An SSL/TLS certificate is used to secure the data transmission between a user’s browser and the website’s server. When most people talk about these certificates, they’re referring to server certificates, which are used to authenticate servers to clients. However, what if you need to perform client authentication, meaning that you want to authenticate the client to the browser? This is where two way SSL certificates (or “2 way SSL”) come in handy.

Why would I need to use this other type of certificate? Because when both of these types are certificates are used, it facilitates mutual authentication between both parties.

There is one very important thing to know: Unlike a standard SSL certificate, a two way SSL certificate is actually known as a personal authentication certificate (PAC).

But before we jump into exploring the meaning of both of these SSL types, you first must be familiar with how the HTTPS connection is made. So, let’s have a quick review:

How SSL Authentication Works (A Brief Overview)
  • The website owner buys an SSL certificate for their domain name(s) and sends an unsigned certificate with their public keys to the certificate authority (CA).
  • The CA verifies the identity and domain ownership of the applicant by following a validation process. After successful validation, the CA issues an SSL certificate for the domain, ties the server’s public key to the certificate and signs it with its own intermediate root certificate.
  • When a browser (client) tries to connect to a website, the SSL handshake process takes place.
  • Once the SSL handshake process is over, the browser generates a session key and encrypts it using the public key attached in the server’s SSL/TLS certificate.
  • The session key reaches to the server. The server decrypts it using the corresponding private key.
  • Now, this session key is used for encrypting and decrypting all the data transferred between a server and the browser.

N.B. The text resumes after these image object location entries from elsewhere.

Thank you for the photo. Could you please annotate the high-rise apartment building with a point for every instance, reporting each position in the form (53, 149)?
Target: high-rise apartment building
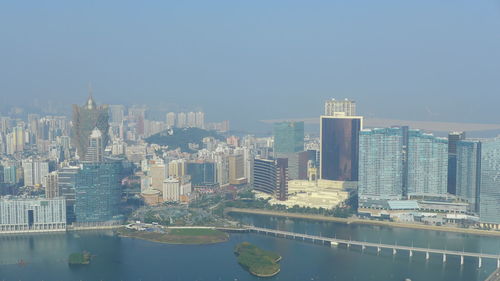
(202, 173)
(468, 172)
(288, 137)
(158, 173)
(191, 119)
(427, 164)
(66, 181)
(85, 119)
(170, 119)
(271, 177)
(35, 172)
(340, 107)
(171, 190)
(381, 163)
(453, 138)
(200, 120)
(489, 207)
(339, 136)
(289, 143)
(95, 149)
(32, 214)
(98, 192)
(236, 169)
(182, 120)
(117, 113)
(52, 188)
(177, 168)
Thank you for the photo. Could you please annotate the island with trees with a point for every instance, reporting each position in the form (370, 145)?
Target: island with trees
(258, 262)
(176, 235)
(79, 258)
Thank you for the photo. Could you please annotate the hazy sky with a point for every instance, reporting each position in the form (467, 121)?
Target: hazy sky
(251, 60)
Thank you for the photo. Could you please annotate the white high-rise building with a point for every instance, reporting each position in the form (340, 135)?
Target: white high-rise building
(117, 113)
(340, 107)
(181, 120)
(32, 214)
(171, 190)
(170, 119)
(191, 119)
(95, 151)
(35, 172)
(200, 120)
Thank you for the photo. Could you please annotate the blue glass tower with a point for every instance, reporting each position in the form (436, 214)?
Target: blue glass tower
(98, 192)
(489, 209)
(381, 163)
(427, 164)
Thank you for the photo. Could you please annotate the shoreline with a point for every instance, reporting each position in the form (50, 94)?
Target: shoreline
(139, 237)
(479, 232)
(266, 275)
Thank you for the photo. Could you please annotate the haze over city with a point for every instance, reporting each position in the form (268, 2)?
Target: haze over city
(411, 60)
(250, 140)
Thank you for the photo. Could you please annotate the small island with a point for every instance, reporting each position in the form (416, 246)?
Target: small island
(79, 258)
(176, 235)
(258, 262)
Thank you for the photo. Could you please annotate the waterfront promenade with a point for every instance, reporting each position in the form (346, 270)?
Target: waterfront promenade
(362, 221)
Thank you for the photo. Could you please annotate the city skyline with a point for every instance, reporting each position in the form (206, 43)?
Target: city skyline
(334, 44)
(242, 140)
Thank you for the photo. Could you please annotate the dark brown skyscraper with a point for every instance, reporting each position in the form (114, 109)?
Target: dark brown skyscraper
(340, 147)
(85, 119)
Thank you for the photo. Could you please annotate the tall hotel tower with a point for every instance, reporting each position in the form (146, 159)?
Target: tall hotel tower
(86, 118)
(339, 151)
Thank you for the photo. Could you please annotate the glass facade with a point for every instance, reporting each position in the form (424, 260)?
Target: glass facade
(98, 192)
(489, 210)
(381, 163)
(468, 172)
(264, 176)
(201, 173)
(30, 214)
(427, 164)
(85, 119)
(271, 177)
(288, 137)
(339, 148)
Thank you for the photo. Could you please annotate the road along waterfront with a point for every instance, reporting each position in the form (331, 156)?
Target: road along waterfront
(361, 221)
(119, 258)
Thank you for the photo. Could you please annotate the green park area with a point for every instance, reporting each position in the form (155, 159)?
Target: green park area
(258, 262)
(79, 258)
(177, 235)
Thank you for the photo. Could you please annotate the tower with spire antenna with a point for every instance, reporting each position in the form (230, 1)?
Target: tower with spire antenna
(86, 118)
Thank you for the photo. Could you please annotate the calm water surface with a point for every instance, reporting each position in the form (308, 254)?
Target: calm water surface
(131, 259)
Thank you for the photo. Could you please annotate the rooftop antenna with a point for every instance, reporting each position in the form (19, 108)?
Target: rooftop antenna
(90, 89)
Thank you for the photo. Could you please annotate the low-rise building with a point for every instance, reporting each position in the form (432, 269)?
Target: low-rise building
(19, 214)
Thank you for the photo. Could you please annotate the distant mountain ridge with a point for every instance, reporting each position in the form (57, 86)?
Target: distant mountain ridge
(181, 138)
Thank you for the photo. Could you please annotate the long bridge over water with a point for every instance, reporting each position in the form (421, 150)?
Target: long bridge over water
(378, 246)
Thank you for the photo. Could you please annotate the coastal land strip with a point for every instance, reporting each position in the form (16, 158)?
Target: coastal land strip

The reason we have highlighted the word “SSL handshake process” here is because in the one-way SSL and the 2 way SSL, only the type of certificate that’s used and the SSL handshake process itself differs. All the other steps remain the same.

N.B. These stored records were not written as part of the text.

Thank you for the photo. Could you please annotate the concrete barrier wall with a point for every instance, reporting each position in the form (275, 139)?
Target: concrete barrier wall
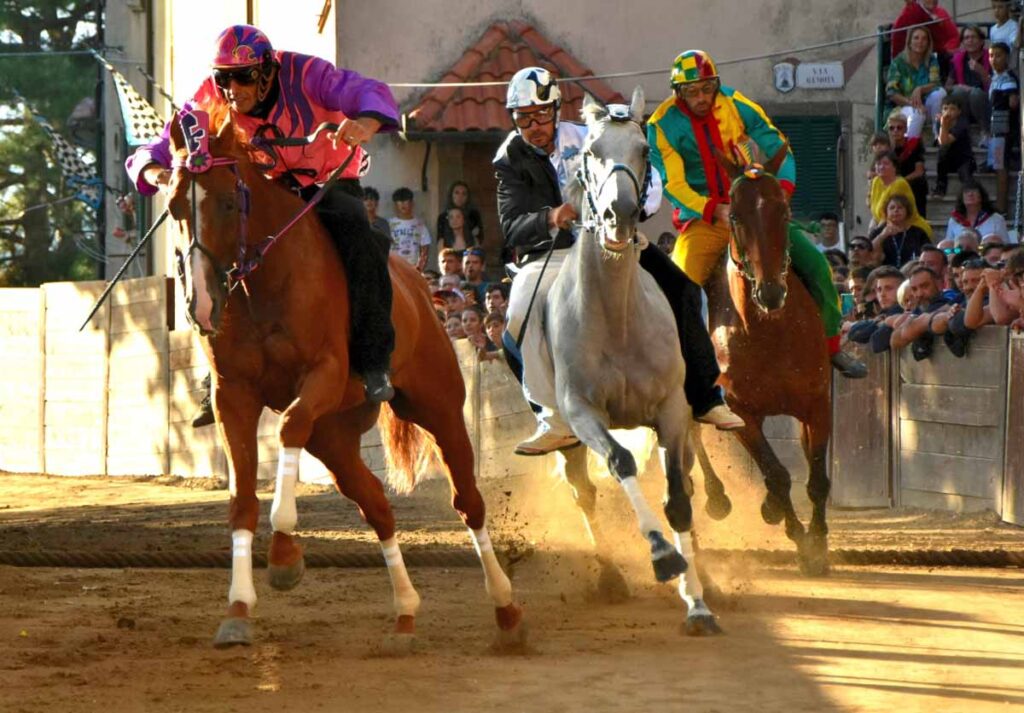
(1013, 483)
(951, 425)
(23, 359)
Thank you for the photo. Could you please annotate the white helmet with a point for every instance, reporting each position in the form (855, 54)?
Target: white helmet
(532, 86)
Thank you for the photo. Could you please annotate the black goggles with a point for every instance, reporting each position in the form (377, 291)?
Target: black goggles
(244, 76)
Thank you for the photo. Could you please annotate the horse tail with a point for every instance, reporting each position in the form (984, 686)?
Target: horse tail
(409, 450)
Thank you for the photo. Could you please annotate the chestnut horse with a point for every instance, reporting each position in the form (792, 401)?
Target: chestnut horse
(771, 346)
(282, 342)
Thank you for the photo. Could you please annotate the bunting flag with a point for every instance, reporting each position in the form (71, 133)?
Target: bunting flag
(78, 174)
(142, 124)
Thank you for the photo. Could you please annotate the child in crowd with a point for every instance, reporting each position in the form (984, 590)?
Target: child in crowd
(410, 237)
(955, 155)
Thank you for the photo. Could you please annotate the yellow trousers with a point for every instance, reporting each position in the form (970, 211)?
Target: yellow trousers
(698, 249)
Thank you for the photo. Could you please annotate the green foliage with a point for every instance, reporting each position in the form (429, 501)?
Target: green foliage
(43, 244)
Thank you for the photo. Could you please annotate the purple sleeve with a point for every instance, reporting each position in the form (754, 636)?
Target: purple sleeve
(350, 93)
(158, 151)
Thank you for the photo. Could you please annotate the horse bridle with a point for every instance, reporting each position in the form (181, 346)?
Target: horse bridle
(736, 252)
(585, 174)
(224, 276)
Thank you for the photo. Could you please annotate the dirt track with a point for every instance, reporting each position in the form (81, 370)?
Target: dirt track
(868, 639)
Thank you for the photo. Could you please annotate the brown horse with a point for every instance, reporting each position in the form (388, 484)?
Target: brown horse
(771, 346)
(282, 341)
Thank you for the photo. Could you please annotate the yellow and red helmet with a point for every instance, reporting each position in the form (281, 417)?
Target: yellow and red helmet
(692, 66)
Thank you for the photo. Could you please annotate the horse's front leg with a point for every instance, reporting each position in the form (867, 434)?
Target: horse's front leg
(322, 390)
(673, 433)
(814, 437)
(591, 426)
(238, 411)
(611, 585)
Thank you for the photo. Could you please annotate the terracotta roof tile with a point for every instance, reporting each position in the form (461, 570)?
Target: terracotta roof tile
(501, 51)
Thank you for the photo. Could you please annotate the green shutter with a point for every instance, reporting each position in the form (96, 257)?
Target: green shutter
(813, 141)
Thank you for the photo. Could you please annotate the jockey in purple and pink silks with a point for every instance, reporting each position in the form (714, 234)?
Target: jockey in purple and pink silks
(272, 93)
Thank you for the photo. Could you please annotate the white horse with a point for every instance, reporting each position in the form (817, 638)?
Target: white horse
(613, 342)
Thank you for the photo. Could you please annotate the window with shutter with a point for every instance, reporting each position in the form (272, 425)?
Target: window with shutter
(813, 140)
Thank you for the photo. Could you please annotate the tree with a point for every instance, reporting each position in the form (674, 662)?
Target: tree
(42, 240)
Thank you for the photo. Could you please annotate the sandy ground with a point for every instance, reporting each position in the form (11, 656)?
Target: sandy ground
(861, 639)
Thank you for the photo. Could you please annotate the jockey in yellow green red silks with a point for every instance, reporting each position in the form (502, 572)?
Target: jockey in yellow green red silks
(700, 116)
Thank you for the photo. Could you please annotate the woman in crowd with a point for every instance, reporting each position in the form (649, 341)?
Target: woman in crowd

Now that you know the basics, let’s proceed further to explore the meaning, working style, and usage of the one-way SSL and two way SSL authentication processes.

How One-Way SSL Authentication Works with a Traditional SSL/TLS Certificate

Let’s start with the SSL certificate you’re most familiar with. In all the communications, there are two endpoints involved, the browser and the website it’s connecting to (i.e., a client and server). In one-way SSL authentication, only the identity of one endpoint — the server — is verified. When you try to open a website, your browser authenticates the legitimacy of the website’s server by checking the site’s SSL certificate. One-way SSL certificates are also known as server authentication certificates.

Let’s understand how the SSL handshake process takes place in one-way SSL authentication:

  1. When a user attempts to connect to a website on their web browser, the browser tries to establish an HTTPS connection to the website’s server. It sends the supported cipher suites to the server in the ClientHello process.
  2. The server responds by sending its public certificate (i.e., the SSL/TLS certificate) to the browser.
  3. The browser checks whether the certificate is legitimate (i.e., not expired or revoked), supporting the latest algorithms, properly configured, etc.
  4. After that, the browser checks the validity of the CA’s signature from its pre-installed root store.
  5. If everything seems fine, the SSL handshake process completes, and the browser generates the session key.

As you read above in the entire SSL handshake process, only the server’s SSL certificate is verified. Basically, this process enables the browser to ensure that it’s connecting to the right website’s server, and that all of the data is routed to the intended site only via a secure connection.